Oasis use should be mandatory

By Editorial Board

Despite many students’ qualms about the structure and capability of Oasis, the foundation of the online system is strong. It is commonly used for things like class registration, academic support and viewing Student Financial Services records, but the system is also often used for classroom communication.

Oasis would benefit students much more if it were used by every teacher, but not all faculty utilize the system. Improvements could be made to the site’s logistics, but Oasis does not need to be completely changed or revamped.

It should be mandatory for professors to use Oasis, which would create consistency for students. At minimum, teachers should upload their course syllabus, course handouts and a list of the required textbooks. It is also helpful for students if teachers update grades, attendance and class notes.

Mandatory use of Oasis will provide students with electronic copies of syllabi and handouts if they are absent, lose their originals, or if teachers make changes to their syllabus, preventing the professor from having to redistribute the information to the student.

Teachers can also post messages on their class page to let students know if class is going to be cancelled or if the classroom moved. Keeping students updated about what’s going on in the class should be the central idea of Oasis.
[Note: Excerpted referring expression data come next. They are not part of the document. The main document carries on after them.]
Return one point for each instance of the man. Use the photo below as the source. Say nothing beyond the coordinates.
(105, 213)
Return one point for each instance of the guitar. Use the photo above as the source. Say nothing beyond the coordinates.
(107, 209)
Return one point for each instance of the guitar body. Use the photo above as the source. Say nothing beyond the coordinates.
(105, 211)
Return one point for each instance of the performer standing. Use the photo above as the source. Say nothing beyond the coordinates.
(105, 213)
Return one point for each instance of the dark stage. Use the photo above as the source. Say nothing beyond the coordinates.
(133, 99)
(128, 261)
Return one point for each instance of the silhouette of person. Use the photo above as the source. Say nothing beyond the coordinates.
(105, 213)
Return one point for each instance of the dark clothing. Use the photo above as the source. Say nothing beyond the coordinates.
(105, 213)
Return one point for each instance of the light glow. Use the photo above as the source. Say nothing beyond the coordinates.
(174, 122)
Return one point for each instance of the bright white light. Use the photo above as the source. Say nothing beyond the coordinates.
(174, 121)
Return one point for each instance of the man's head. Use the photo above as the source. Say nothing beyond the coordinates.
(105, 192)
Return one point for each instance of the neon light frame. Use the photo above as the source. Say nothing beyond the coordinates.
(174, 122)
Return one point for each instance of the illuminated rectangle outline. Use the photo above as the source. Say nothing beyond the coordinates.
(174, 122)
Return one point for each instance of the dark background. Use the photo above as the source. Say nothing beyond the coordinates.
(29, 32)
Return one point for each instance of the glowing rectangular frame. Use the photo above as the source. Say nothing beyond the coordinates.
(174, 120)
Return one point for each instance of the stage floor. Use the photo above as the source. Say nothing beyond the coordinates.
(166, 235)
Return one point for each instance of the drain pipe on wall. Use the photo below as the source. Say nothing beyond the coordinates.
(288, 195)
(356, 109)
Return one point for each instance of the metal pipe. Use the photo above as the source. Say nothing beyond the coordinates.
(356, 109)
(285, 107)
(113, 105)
Some teachers use other sites, such as Moodle or Near Time, to communicate with students. These sites may be more aesthetically pleasing, but they become two more on a long list that students must keep track of monitoring. It would be more beneficial for students to centralize classroom communication through the already-existing Oasis site.

Columbia already provides workshop sessions for new teachers to learn how to use Oasis. These efforts could be extended to any current professor who is unsure of how to utilize the system to make communication with students more efficient. The college could also provide instructions for students on how to navigate the site through e-mail instructions or a new student orientation program.